Die Angebote lassen sich untergliedern in drei kommerzielle und ein Open-Source-System. Dabei repräsentierte »aDIS/BMS« der Firma aStec ein kommerzielles System, welches aus dem bestehenden Produkt heraus auf kontinuierliche Weiterentwicklung in enger Abstimmung mit den Bibliotheken setzt. Obwohl das System auch als gehosteter Service mit voller Mandantenfähigkeit eingesetzt werden kann, hat man sich hier bewusst gegen eine cloudbasierte Lösung entschieden. Der Entwicklungsschwerpunkt liegt auf der umfassenden Unterstützung interner Geschäftsgänge und auf der optimierten und vielfältig ausgestalteten Anbindung des Systems an die bestehende Verbundlandschaft.

Im Gegensatz dazu handelt es sich bei den ebenfalls kommerziellen Systemen der Firma Ex Libris mit »Alma« und OCLC mit »Worldshare Management System (WMS)« um reine Cloudsysteme, welche von Grund auf neu entwickelt werden. Der Schwerpunkt liegt auf der medientypunabhängigen, standardisierten Unterstützung sämtlicher Geschäftsgänge. Beide Systeme bieten darüber hinaus eine Entwicklerplattform für die funktionale Weiterentwicklung des Systems durch seine Anwender (PaaS). Alma verfügt zudem über umfangreiche Auswertungswerkzeuge für Überwachung und Management interner Abläufe.

Die Datenhaltung beziehungsweise das Datenmanagement erfolgt beim Einsatz von WMS cloudbasiert in Anbindung an den OCLC-eigenen Datenpool »WorldCat« und eine separat gehaltene Knowledge Base für elektronische Ressourcen. Die Einbindung der bestehenden Verbundstrukturen in ein neues Datenhaltungskonzept ist geplant. Dagegen hält Ex Libris die Daten in einer gemeinsamen, Ex Libris-eigenen virtuellen Infrastruktur, der sogenannten »Community Zone« vor, die zukünftig auch die herkömmlichen Services einer Verbundzentrale abdecken kann.

Der technische Betrieb und die Datenhaltung erfolgen im Auftrag von Ex Libris durch einen kommerziellen IT-Dienstleister mit Standort in Amsterdam. OCLC betreibt das System in eigenen Rechenzentren in den USA, Australien und Europa. Weiter sind regionale Betriebszentren bei OCLC-Partnern wie dem BVB oder dem GBV vorgesehen.

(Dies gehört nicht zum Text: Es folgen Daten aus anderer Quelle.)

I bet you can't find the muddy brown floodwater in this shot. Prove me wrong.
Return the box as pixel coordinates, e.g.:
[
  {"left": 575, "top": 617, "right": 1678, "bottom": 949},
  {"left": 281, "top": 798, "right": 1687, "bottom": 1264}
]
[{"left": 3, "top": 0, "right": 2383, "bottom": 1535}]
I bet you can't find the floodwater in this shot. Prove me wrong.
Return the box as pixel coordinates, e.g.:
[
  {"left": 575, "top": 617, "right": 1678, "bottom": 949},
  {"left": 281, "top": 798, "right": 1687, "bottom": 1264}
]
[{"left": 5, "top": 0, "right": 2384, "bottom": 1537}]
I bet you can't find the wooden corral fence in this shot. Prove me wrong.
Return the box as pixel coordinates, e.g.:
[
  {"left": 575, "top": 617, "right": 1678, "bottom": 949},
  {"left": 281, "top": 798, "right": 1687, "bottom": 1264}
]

Dagegen wird »Kuali Open Library Environment (OLE)« unter dem Dach der Kuali Foundation[5] als ein Modul der »Kuali Open Source Administrative Software for Education« entwickelt. Zu diesem Zweck haben sich amerikanische Universitäten zu einer wachsenden Entwicklungsgemeinschaft zusammengeschlossen. Seit Juni 2012 gehören auch die Villanova University Library und seit November 2012 als erster Partner in Europa das Bloomsbury Library Management System Consortium in London dazu.

Die Architektur des OLE lässt sowohl den lokalen als auch den cloudbasierten Betrieb zu. Eine Nutzung als SaaS-Angebot wird angestrebt. Funktional umfasst OLE die vollständige Funktionalität zum Management medientypunabhängiger interner Geschäftsgänge. Neben der eigentlichen Entwicklung von OLE wird der Aufbau einer eng damit verknüpften Knowledge Base »GOKb«[6] zur Verwaltung elektronischer Ressourcen in Zusammenarbeit mit dem britischen KB+-Projekt der JISC vorangetrieben. Das Katalogdatenmanagement kann sowohl lokal als auch über ein Verbundsystem erfolgen.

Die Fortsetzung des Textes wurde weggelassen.